O ducado da Normandia constituía um dos vários feudos que formavam o reino francês. Diferentemente dos outros feudos, nele o duque reservava para si o monopólio da justiça, sem dividi-lo com os pequenos nobres (os vassalos ou barões), o que tornava o poder mais centralizado. Dessa forma, quando os normandos invadiram a Inglaterra, transmitiram não a organização feudal que imperava na França, mas uma espécie de “feudalismo centralizado”, como observou o historiador inglês Perry Anderson.
O caráter mais centralizado do reino inglês não impediu que nele se manifestassem alguns aspectos do feudalismo. Durante vários séculos, as relações entre o rei e a nobreza mantiveram-se tensas e conflituosas, pressionadas constantemente pelas disputas de poder.

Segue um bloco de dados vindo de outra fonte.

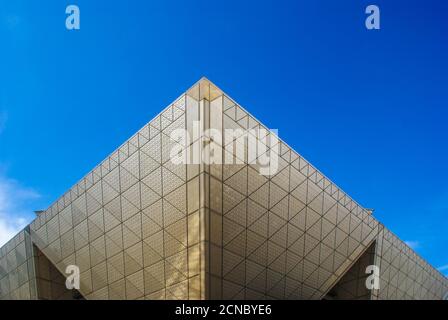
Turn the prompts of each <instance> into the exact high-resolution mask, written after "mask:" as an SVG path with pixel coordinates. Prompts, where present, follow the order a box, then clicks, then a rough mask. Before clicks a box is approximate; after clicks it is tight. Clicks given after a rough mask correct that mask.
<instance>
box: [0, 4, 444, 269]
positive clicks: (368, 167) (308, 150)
mask: <svg viewBox="0 0 448 320" xmlns="http://www.w3.org/2000/svg"><path fill="white" fill-rule="evenodd" d="M68 4H76V5H78V6H79V8H80V10H81V30H80V31H68V30H67V29H66V28H65V18H66V14H65V8H66V6H67V5H68ZM369 4H376V5H378V6H379V7H380V10H381V30H379V31H369V30H367V29H366V28H365V26H364V21H365V18H366V14H365V13H364V10H365V8H366V6H367V5H369ZM447 14H448V1H443V0H441V1H435V0H418V1H416V0H409V1H405V2H404V1H399V0H388V1H382V0H381V1H380V0H372V1H364V0H358V1H342V0H341V1H316V0H307V1H279V0H277V1H241V0H240V1H235V0H225V1H195V0H192V1H172V0H163V1H155V0H154V1H147V0H129V1H110V0H107V1H106V0H95V1H93V0H70V1H63V0H45V1H32V0H26V1H24V0H14V1H8V0H0V243H4V242H5V241H6V240H8V239H9V238H10V237H11V236H12V235H13V234H14V233H15V232H17V230H18V229H20V228H21V227H23V226H24V225H25V224H26V223H27V222H29V221H30V220H31V219H32V218H33V212H32V211H33V210H36V209H45V208H47V207H48V206H49V205H50V204H51V203H52V202H53V201H54V200H56V199H57V198H58V197H59V196H60V195H62V194H63V193H64V192H65V191H66V190H68V189H69V188H70V187H71V186H72V185H73V184H74V183H76V182H77V181H78V180H79V179H80V178H82V177H83V176H84V175H85V174H86V173H87V172H89V171H90V170H91V169H92V168H93V167H94V166H95V165H96V164H98V163H99V162H100V161H101V160H102V159H104V158H105V157H106V156H107V155H108V154H109V153H110V152H112V151H113V150H114V149H115V148H116V147H118V146H119V145H120V144H121V143H122V142H124V141H125V140H126V139H127V138H129V137H130V136H131V135H132V134H133V133H135V132H136V131H137V130H138V129H139V128H140V127H142V126H143V125H144V124H145V123H147V122H148V121H149V120H151V119H152V117H154V116H155V115H156V114H157V113H158V112H159V111H161V109H162V108H164V107H165V106H167V105H168V104H169V103H170V102H171V101H172V100H173V99H175V98H176V97H177V96H179V95H180V94H181V93H182V92H183V91H185V90H186V89H187V88H188V87H190V86H191V85H192V84H193V83H194V82H196V81H197V80H198V79H199V78H200V77H202V76H206V77H208V78H209V79H210V80H211V81H213V82H215V83H216V84H217V85H218V86H219V87H221V88H222V89H223V90H224V91H226V92H227V93H228V94H229V95H230V96H231V97H233V98H234V99H235V100H236V101H238V102H239V103H240V104H241V105H242V106H244V107H245V108H246V109H247V110H248V111H249V112H251V113H252V114H253V115H255V116H256V117H257V118H258V119H259V120H261V121H262V122H263V123H264V124H266V125H267V126H268V127H269V128H273V129H274V128H276V129H278V130H279V135H280V137H281V138H282V139H284V140H285V141H286V142H287V143H288V144H289V145H291V146H292V147H293V148H294V149H296V150H297V151H298V152H299V153H300V154H302V155H303V156H304V157H305V158H306V159H308V160H309V161H310V162H311V163H313V164H314V165H315V166H316V167H317V168H319V169H320V170H321V171H322V172H323V173H324V174H325V175H327V176H328V177H329V178H330V179H332V180H333V181H334V182H335V183H336V184H338V185H339V186H340V187H341V188H342V189H343V190H345V191H346V192H347V193H348V194H349V195H351V196H352V197H353V198H354V199H355V200H357V201H358V202H359V203H360V204H361V205H363V206H365V207H368V208H374V209H375V216H376V217H377V218H378V219H379V220H380V221H382V222H383V223H384V224H385V225H386V226H388V227H389V228H390V229H391V230H392V231H393V232H394V233H396V234H397V235H398V236H399V237H400V238H402V239H404V240H406V241H407V242H408V243H409V244H410V245H411V246H412V247H413V248H414V249H415V250H416V251H417V252H419V253H420V254H421V255H422V256H423V257H424V258H425V259H427V260H428V261H429V262H430V263H431V264H433V265H434V266H436V267H439V268H440V270H441V271H442V272H444V273H445V274H448V249H447V248H448V184H447V181H448V170H447V168H446V166H447V163H448V148H447V139H448V129H447V120H448V110H447V107H448V59H447V56H448V55H447V53H448V50H447V49H448V48H447V46H448V44H447V38H448V19H447V18H446V17H447Z"/></svg>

Em 1215, diante de uma série de medidas autoritárias tomadas pelo rei João Sem-Terra, como a imposição de novos impostos, os nobres reuniram-se e aprovaram um documento que limitava o poder do soberano e determinava que ele só poderia aumentar impostos mediante aceitação do grande Conselho, órgão formado pela própria nobreza e por representantes do clero.

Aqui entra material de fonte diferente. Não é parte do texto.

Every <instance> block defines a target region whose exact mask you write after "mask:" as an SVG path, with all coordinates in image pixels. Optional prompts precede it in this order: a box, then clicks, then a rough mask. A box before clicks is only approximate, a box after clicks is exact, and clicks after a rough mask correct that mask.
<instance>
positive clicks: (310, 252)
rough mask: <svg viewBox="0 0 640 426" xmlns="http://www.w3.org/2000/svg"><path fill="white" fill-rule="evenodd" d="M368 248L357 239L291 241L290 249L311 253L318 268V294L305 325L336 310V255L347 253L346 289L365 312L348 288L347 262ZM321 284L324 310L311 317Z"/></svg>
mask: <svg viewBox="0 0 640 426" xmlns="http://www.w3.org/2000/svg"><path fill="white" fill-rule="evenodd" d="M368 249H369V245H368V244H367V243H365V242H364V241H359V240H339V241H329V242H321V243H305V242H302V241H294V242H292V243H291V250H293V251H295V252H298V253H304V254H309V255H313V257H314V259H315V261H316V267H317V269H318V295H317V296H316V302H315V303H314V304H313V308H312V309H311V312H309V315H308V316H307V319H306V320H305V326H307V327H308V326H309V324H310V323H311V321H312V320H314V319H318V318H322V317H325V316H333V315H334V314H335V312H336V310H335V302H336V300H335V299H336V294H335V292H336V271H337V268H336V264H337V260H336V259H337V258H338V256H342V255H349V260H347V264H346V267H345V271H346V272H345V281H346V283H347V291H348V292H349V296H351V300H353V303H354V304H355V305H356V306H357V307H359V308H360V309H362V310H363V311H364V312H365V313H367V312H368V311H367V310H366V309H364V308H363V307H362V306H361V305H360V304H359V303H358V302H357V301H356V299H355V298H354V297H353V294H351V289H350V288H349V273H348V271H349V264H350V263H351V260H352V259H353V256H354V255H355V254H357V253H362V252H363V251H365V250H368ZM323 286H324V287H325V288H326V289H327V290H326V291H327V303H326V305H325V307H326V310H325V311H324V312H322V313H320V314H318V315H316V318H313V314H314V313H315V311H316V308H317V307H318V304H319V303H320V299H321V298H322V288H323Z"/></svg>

Esse documento incluía vários outros dispositivos, alguns dos quais favoráveis à população em geral e não só à nobreza. Um deles, por exemplo, determinava julgamento justo e imparcial a todo indivíduo que cometesse um delito. Outro estabelecia que nenhuma pessoa podia ser presa sem causa formada (direito de habeas corpus). A Magna Carta, como foi denominado o documento, é até hoje uma das bases constitucionais da Inglaterra.
Em 1258, o Grande Conselho passou a ser conhecido como Parlamento. Algumas décadas depois, o rei Eduardo I (entre 1272 e 1307) promoveu o ingresso de representantes da burguesia e da baixa nobreza nessa instituição. Procurava, assim,  limitar o peso da alta nobreza e da Igreja no Parlamento.

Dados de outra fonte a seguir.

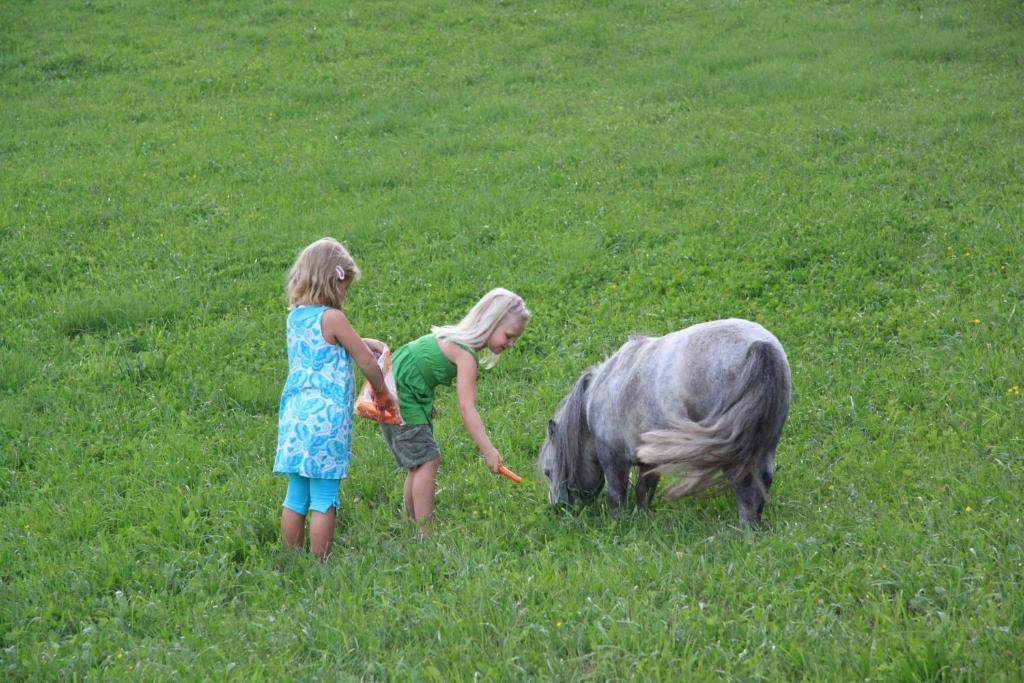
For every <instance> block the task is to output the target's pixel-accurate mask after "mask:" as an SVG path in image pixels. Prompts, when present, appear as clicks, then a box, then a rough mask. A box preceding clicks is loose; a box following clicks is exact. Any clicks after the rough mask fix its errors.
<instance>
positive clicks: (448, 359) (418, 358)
mask: <svg viewBox="0 0 1024 683" xmlns="http://www.w3.org/2000/svg"><path fill="white" fill-rule="evenodd" d="M459 346H460V347H461V348H464V349H466V350H467V351H469V352H470V353H472V354H473V359H474V360H477V357H476V351H474V350H473V349H471V348H469V347H468V346H465V345H463V344H459ZM391 370H392V372H394V381H395V384H396V385H397V389H398V407H399V408H400V409H401V419H402V420H403V421H404V422H406V424H408V425H428V424H430V412H431V410H432V409H433V405H434V389H435V388H436V387H437V386H449V385H450V384H452V380H454V379H455V376H456V374H457V369H456V366H455V364H454V362H452V361H451V360H449V359H447V357H446V356H445V355H444V354H443V353H442V352H441V348H440V346H438V345H437V339H436V338H435V337H434V336H433V334H429V335H424V336H422V337H420V338H419V339H416V340H413V341H411V342H409V343H408V344H406V345H403V346H401V347H399V348H398V350H397V351H395V352H394V355H393V356H391Z"/></svg>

A partir de 1332, os representantes da burguesia e da baixa nobreza passaram a se reunir de forma separada dos representantes da alta nobreza e da Igreja. Essa separação deu origem, em 1350, a duas câmaras no interior do Parlamento:
a Câmara dos Comuns, formada por burgueses e membros da baixa nobreza; e a Câmara dos Lordes, composta de nobres e membros do alto clero. Esse sistema está em vigor ainda hoje.

5. Monarquia nacional na Península Ibérica
A formação da monarquia nacional na Península Ibérica ocorreu conjuntamente à luta pela expulsão dos muçulmanos. Como já vimos, os muçulmanos (chamados de mouros ou sarracenos na Península Ibérica) haviam invadido a Península Ibérica no começo do século VIII. Apenas a região dos Montes Pireneus, próxima ao Reino da França, escapou dessa invasão. Ali se formou o Reino cristão das Astúrias. A partir de então, os cristãos lutaram contra os muçulmanos pela recuperação dos territórios perdidos. Essa luta, que duraria vários séculos, ficaria conhecida como reconquista.

A formação da Espanha
À medida que a luta avançava, outros reinos cristãos foram surgindo na península, entre os quais Leão, Aragão e Castela. No fim do século XI, Afonso VI, dos reinos unificados de Leão e Castela, impôs sucessivas derrotas aos muçulmanos. Em suas campanhas, contou com a ajuda de Henrique de Borgonha,
um senhor feudal vassalo do rei da França. Para recompensar Henrique, Afonso VI ofereceu-lhe o Condado portucalense como feudo.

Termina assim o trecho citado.